Perturbante encruzilhada. Mesmo com o seu gigantismo e poder de difusão, a Netflix é apenas um dos elementos a considerar face à complexidade do que está em jogo. Desde logo, porque as plataformas de “streaming” constituem o palco primordial de algumas das mais aguerridas lutas económicas (entenda-se: de poder audiovisual) que, de uma maneira ou de outra, irão condicionar o cinema do futuro.
O caso dos estúdios Disney é revelador. O império do Rato Mickey, em tudo e por tudo associado à história e à mitologia das tradicionais salas de cinema, irá lançar no mês de Setembro, nos EUA, o seu próprio serviço de “streaming” (com a designação Disney+). Para além do património imenso dos seus filmes, a Disney contará com os produtos das suas aquisições dos últimos anos, dos estúdios de animação Pixar à 20th Century Fox, passando pela Marvel Entertainment e a Lucasfilm (ex-George Lucas, berço criativo da saga Star Wars).

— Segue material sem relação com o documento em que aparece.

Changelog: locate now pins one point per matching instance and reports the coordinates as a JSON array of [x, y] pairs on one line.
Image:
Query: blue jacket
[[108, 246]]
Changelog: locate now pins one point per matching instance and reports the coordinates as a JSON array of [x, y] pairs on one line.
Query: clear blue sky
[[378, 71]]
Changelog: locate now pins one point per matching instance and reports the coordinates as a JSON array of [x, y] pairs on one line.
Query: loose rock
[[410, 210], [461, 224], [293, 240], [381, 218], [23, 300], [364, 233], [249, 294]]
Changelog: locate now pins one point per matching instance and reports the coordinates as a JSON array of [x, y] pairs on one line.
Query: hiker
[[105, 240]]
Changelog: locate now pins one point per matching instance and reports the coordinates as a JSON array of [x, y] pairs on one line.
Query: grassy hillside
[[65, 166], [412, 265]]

E somos tentados a recuperar um velho simbolismo: será que estes confrontos entre entidades tão poderosas estão a colocar em causa a sobrevivência do “cinema de autor”?

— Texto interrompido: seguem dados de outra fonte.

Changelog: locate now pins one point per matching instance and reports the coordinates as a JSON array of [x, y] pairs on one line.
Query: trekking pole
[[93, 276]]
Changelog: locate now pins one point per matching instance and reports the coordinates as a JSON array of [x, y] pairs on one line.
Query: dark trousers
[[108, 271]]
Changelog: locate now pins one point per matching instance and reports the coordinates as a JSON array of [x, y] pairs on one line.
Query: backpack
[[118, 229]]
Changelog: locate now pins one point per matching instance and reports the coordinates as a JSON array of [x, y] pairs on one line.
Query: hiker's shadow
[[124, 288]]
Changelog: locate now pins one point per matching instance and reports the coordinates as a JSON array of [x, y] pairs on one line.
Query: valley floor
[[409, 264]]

Enfim, abrimos uma caixinha de Pandora quando formulamos tal questão. É verdade que a história nos ensina que sempre existiu um contraste mais ou menos óbvio entre os produtos anónimos, que se limitam a aplicar fórmulas estereotipadas de narrativa, e os filmes que nascem de inconfundíveis visões pessoais do mundo (e, claro, do próprio cinema).

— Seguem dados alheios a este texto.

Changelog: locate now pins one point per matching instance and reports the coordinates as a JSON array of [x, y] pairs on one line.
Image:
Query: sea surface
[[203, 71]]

Mas não é menos verdade que nada justifica que associemos o mais aguerrido poder económico ao esvaziamento de tais visões. Exemplo? Roma, esse diamante cinematográfico com que a Netflix, com toda a legitimidade, está a tentar arrebatar o seu primeiro Oscar. Haverá filme mais pessoal e intimista? Para mais, a preto e branco...
Todas estas convulsões questionam, implicitamente, um domínio que, quase sempre, se tem mantido ausente (ou se ausentou) de tão urgentes reflexões. Ou seja: as chamadas televisões generalistas.
Não se trata, entenda-se, de relançar a tradicional questão em torno da “qualidade” dos produtos que tais televisões geram ou difundem. Trata-se, isso sim, de compreender que o modelo clássico do espectador de televisão também foi desaparecendo do espectro do consumo. Tal como o “streaming” modificou os hábitos dos espectadores de filmes, também as matrizes de programação ligadas a horários estáveis (com programas “típicos” em cada momento do dia ou da noite) estão condenadas a desaparecer.
Nesta perspectiva, importa reconhecer que “cinema” e “televisão” estão a atravessar um processo de crescente contaminação pelos circuitos da Internet. O protagonismo de entidades como a Netflix é um inequívoco sintoma de tal processo, ao mesmo tempo reforçando a importância — cultural, económica e simbólica — de defesa do universo clássico das salas.
Do ponto de vista político, abre-se uma paisagem de questões e perplexidades que não pode ser enfrentada apenas através das funções de regulação que, tradicionalmente, as entidades políticas se atribuem. Regular o quê? As licenças dos operadores? O equilíbrio das respectivas oportunidades? A circulação dos conteúdos?
Sim, sem dúvida. E há muito por esclarecer nesse campo, sendo o Estado, idealmente, um árbitro tanto quanto possível equidistante de todos os protagonistas. Mas seria uma ingenuidade, de uma só vez política e cultural, pensar que nas nossas sociedades democráticas se pode lidar com tudo isso sem repensar de alto a baixo a educação dos jovens (e dos adultos, por certo) para a nova idade das imagens e sons em que já entrámos. O que distingue um bom de um mau espectador nada tem a ver com o ser ou não ser assinante da Netflix: é a capacidade de sentir e pensar para além das rotinas do próprio consumo.